I've been reading the Ming Poodle.

Get Ben to write the next part, please.

Master Ben, please indulge us by writing the next part.

Hugh said...

"I've been reading the Ming Poodle."

And you're still functioning?

(Thanks. Could I also trouble you to convince Ben to write the next parts of the three other ones?)

popcorn cynic said...

Functioning as well as I was prior to commencing Ming Poodle. Thank you kindly for asking.

Ben, would you be so kind as to write the next instalments for the other three Cases, too?
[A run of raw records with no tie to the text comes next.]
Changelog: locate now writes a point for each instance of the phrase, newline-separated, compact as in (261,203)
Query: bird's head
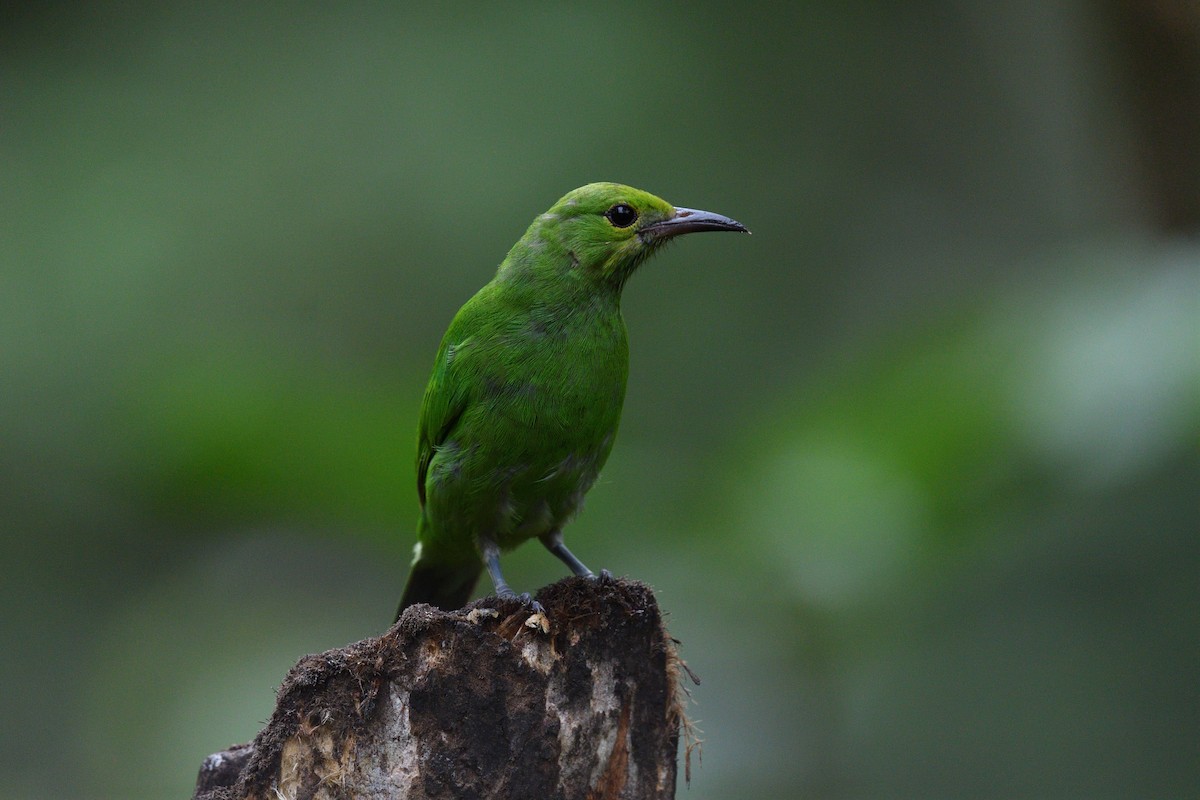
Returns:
(607,229)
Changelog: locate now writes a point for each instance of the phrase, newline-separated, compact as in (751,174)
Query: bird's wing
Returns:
(445,400)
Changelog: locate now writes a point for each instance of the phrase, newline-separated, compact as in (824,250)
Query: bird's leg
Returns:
(491,553)
(553,542)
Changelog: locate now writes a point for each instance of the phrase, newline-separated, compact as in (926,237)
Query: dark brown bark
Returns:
(479,703)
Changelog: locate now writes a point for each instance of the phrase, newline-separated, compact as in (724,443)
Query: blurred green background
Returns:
(913,469)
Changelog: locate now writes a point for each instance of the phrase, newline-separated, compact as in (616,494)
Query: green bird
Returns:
(523,403)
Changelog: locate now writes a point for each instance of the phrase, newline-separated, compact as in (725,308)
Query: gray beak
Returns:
(690,221)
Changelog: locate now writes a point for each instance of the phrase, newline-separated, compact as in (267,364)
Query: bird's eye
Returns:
(621,215)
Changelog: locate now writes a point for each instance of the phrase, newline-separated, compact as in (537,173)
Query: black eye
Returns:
(621,215)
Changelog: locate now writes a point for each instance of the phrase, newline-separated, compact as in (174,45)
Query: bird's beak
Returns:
(689,221)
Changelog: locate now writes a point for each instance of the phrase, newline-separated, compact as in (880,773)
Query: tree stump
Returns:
(479,703)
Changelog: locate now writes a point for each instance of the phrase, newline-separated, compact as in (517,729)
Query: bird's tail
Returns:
(445,585)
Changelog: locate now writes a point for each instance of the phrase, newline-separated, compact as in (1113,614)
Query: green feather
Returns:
(525,398)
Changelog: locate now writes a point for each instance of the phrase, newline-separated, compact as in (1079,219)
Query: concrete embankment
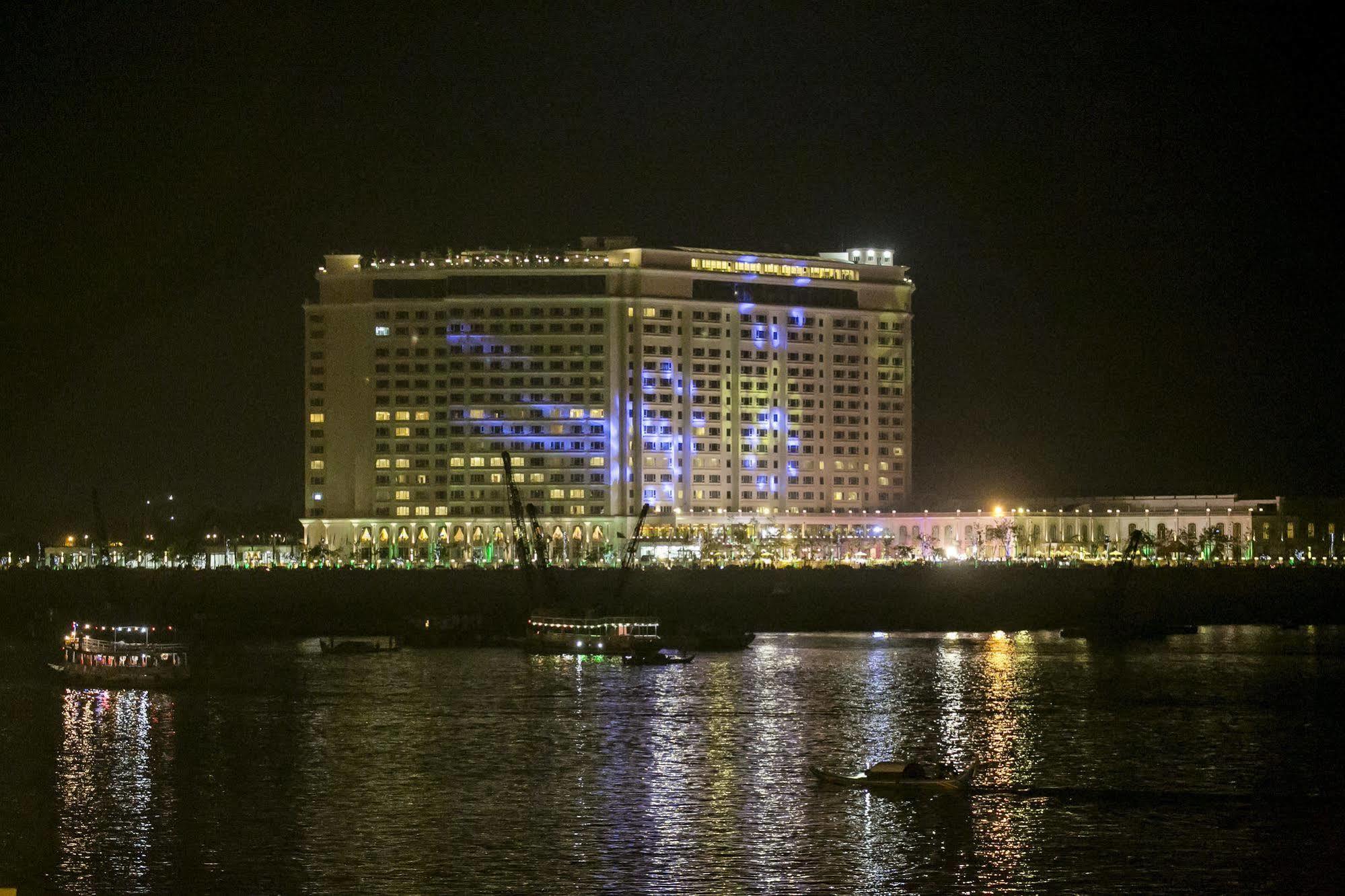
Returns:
(495,603)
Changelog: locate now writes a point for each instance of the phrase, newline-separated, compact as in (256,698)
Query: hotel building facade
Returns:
(721,388)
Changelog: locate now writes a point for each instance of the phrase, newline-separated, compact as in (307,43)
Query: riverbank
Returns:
(490,603)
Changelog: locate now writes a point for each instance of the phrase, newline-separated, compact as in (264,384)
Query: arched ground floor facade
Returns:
(1195,528)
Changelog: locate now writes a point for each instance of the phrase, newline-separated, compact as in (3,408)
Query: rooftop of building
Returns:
(593,254)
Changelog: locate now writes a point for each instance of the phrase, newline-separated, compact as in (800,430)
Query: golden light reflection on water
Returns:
(112,751)
(487,772)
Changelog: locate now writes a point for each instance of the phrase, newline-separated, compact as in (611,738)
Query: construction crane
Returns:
(522,542)
(538,537)
(100,532)
(632,544)
(630,555)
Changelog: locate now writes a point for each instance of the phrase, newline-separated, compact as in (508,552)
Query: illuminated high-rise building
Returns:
(717,387)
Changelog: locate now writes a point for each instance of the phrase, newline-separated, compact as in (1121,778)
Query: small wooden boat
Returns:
(121,657)
(933,777)
(358,646)
(591,636)
(657,659)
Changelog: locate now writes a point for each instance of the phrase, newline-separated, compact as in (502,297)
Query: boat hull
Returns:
(892,782)
(657,660)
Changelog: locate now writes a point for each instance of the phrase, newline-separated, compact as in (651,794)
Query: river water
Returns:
(1199,763)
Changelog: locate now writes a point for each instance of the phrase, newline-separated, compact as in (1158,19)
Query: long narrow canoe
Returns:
(884,778)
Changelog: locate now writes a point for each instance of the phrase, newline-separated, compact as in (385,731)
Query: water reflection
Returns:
(112,789)
(488,772)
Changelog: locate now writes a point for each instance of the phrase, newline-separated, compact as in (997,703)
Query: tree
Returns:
(1214,543)
(1008,535)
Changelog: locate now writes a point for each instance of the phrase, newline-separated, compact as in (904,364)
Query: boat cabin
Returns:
(122,648)
(591,634)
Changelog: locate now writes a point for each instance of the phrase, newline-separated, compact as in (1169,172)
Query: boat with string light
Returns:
(591,636)
(124,656)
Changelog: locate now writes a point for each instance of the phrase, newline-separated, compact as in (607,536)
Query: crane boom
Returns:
(634,543)
(630,555)
(101,532)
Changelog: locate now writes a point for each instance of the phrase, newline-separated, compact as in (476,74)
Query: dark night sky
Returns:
(1120,228)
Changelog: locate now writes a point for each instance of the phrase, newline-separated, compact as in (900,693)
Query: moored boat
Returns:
(657,659)
(358,645)
(121,656)
(933,777)
(591,636)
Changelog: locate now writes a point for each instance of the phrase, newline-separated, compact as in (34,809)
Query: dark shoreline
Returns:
(487,605)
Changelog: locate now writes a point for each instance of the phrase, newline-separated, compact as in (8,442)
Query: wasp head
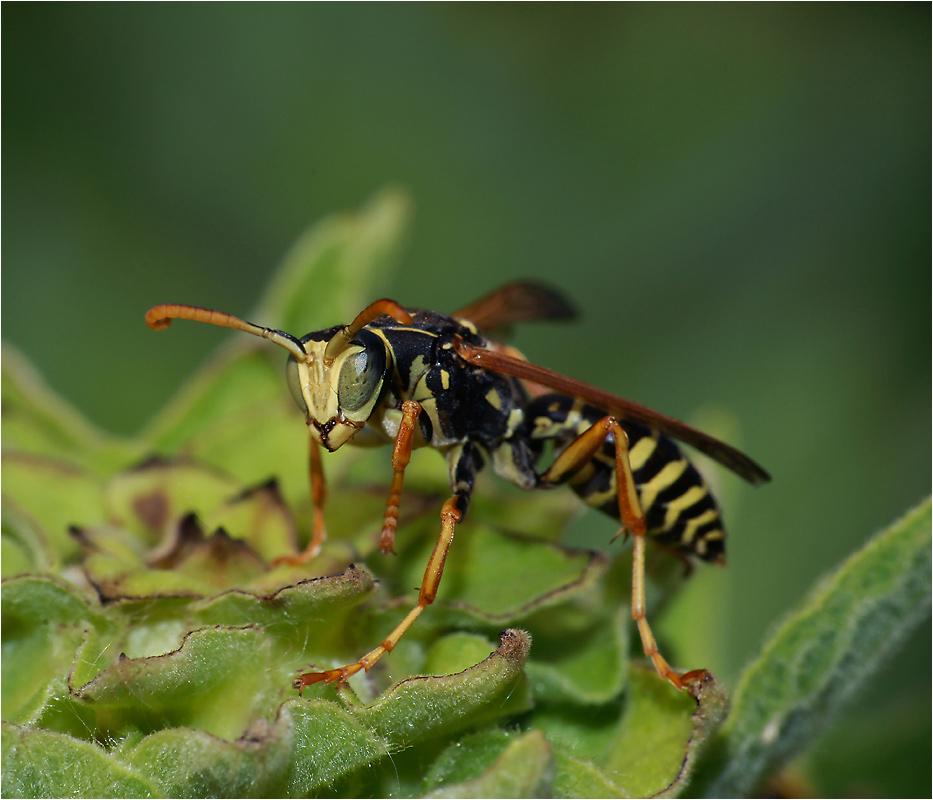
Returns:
(338,383)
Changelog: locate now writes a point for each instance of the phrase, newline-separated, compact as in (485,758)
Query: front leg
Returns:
(318,498)
(464,462)
(401,455)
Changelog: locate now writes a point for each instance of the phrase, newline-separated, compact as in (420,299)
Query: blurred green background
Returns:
(737,198)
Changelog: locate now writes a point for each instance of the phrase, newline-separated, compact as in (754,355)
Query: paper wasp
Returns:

We'll make it worth your while.

Hugh said...

"Functioning as well as I was prior to commencing Ming Poodle. Thank you kindly for asking."

Nevertheless, I think you should go for a check-up, just to be on the safe side.

I think we've forgotten the other cases, if there were any — I meant the other, criminally neglected serials I deviously affixed to the bottom of Ben's legendary to-do list in a somewhat counter-intuitive attempt to provoke activity.

popcorn cynic said...

Correction:

Ben, would you be so kind as to write the next instalments for the other three criminally-neglected serials, too?

Ben said...

It's only criminal negligence if it causes some form of detriment to society. And, really, my refusal to continue that piddle can only benefit the world.

popcorn cynic said...

Damn. Polite words and gentle bribery didn't work.

Hugh said...

Time for Plan B.

Ben said...

Oh gods, not the finger again.

popcorn cynic said...

Who said that was Plan B?

Ben said...

That was Plan A.

popcorn cynic said...

No, it wasn't. Should it have been? :p

Ben said...

Ahh, but it was. This being back in the day when there was still some uncertainty over whether I'd ever write again, see.

popcorn cynic said...

You've lost me now.

popcorn cynic said...

I know!

I'll give you $25 if you write the next instalments. Surely an offer you can't refuse.